You see them everywhere. These ubiquitous little two by three and one half inch pieces of cardboard typically found tucked away carefully somewhere in your wallet. If you are one of are more organized than most, you have taken these rectangular pieces of colourful cardboard and filed them in a business card address book or Rolodex that is filled with business cards sized clear plastic pockets and are made specifically for this purpose placed. Those of you who are computer savvy have the cards will use a computerized address book to categorized the information alphabetically by company name and cross-referenced the info with either the job description or name of the individual.
Regardless of the method you choose to keep the cards, you need to remember that business cards are simply another form of marketing collateral. The amount of money spent on this form of advertising varies according to the individual, the product or service sold, or the organization. Large companies spend thousands of dollars on the graphics they place upon them and hundreds more dollars on the weight of the cards stock they use on this part of their marketing collateral portfolio. Apart from the fancy graphics and the weight of the cards, all business cards perform in exactly the same manner; they all state the name and contact information of the card’s owner and the name and contact information of the company for which they work.
The interesting thing about business cards is that most non-management types of people do not have them, nor do they understand how valuable a tool they can be, especially if they are looking for a new job.
In an effort to be more proactive in your job search, or even if you are only thinking about changing jobs or careers, take the time to go to your local office supply store and get yourself some business cards. Although most executive job search coaches will tell you that it is absolutely critical that you get yourself the top of the line models with the fancy graphics, lots of colour and the raised print, when it comes to looking for a new job, this is not always possible. It is also unlikely that you will need 250 cards, which is usually the smallest number of cards you can order in a single batch.

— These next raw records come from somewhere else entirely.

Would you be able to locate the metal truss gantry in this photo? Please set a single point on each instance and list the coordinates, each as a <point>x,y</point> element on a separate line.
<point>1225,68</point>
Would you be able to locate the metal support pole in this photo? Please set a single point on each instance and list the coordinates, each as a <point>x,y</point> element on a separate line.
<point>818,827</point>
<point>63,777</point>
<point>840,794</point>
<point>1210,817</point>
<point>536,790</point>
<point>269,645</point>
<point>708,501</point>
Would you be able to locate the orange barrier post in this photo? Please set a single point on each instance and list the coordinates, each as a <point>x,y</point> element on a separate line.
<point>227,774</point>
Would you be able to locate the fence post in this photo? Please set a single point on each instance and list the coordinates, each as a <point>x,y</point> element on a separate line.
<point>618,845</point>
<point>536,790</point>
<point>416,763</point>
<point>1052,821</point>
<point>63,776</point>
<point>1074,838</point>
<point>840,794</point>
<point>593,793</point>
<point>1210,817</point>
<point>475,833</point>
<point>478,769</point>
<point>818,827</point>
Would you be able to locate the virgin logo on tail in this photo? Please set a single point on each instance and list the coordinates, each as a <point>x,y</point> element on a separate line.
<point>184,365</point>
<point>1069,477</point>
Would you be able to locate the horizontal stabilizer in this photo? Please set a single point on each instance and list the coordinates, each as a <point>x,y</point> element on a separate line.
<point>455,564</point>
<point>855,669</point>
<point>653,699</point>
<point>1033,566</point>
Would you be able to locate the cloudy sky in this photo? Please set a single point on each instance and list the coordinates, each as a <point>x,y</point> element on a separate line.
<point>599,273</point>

All office supply stores carry small packages of blank cards that you can use to create cards on your home computers. These cards come on standard letter sized paper, fit in any type of home printer, and will supply you with ten cards per sheet.
Business cards are everywhere. They are highly portable and can easily and discreetly passed from one individual to another. These tokens of personal marketing collateral are an ideal tool for people looking for work.
Once you have convinced yourself that you are missing a tremendous opportunity to self-market your product or service, and before you take the initiative and exercise your creative side and go ahead and design some business cards for yourself, take some time to study how the pros do it. Look at the wide array of business cards already in your possession. Before you go ahead and think about designing your own personal cards, observe the following:
o The amount of white space on the card [Like résumés, lots of white space is good.]
o Size and style of font [Is the font too small to read without magnification?]
o Portrait or landscape orientation [Use a landscape orientation for job searches - cards the have a portrait landscape will force people to fuss with it to get the information they need. In terms of a job search, it is one more annoyance that your future employer does not need.]
o Use of colour and graphics [Know that the use of colour will always increase the cost of the cards]
o One or both sides of card used [For the purpose of job searches, use both sides! Put your contact information on one side and highlight your skill set on the other side. The "B" side of your business card should be used as a mini résumé]
Once you think that you have created the card that represents you in a positive manner, make up some mock cards and ask your friends for their opinion and input. Take heed of their suggestions and adjust the visuals of your cards accordingly. The next step is to print some up and start distributing them at every opportunity. HINT: Be frugal: Print some ‘test’ cards on plain paper. Then use this ‘template’ to align your cards on the business card stock. HINT: Be generous: Give each contact two cards; one for them to keep, the other to give to a friend. You will be surprised at where your cards will end up. Good luck!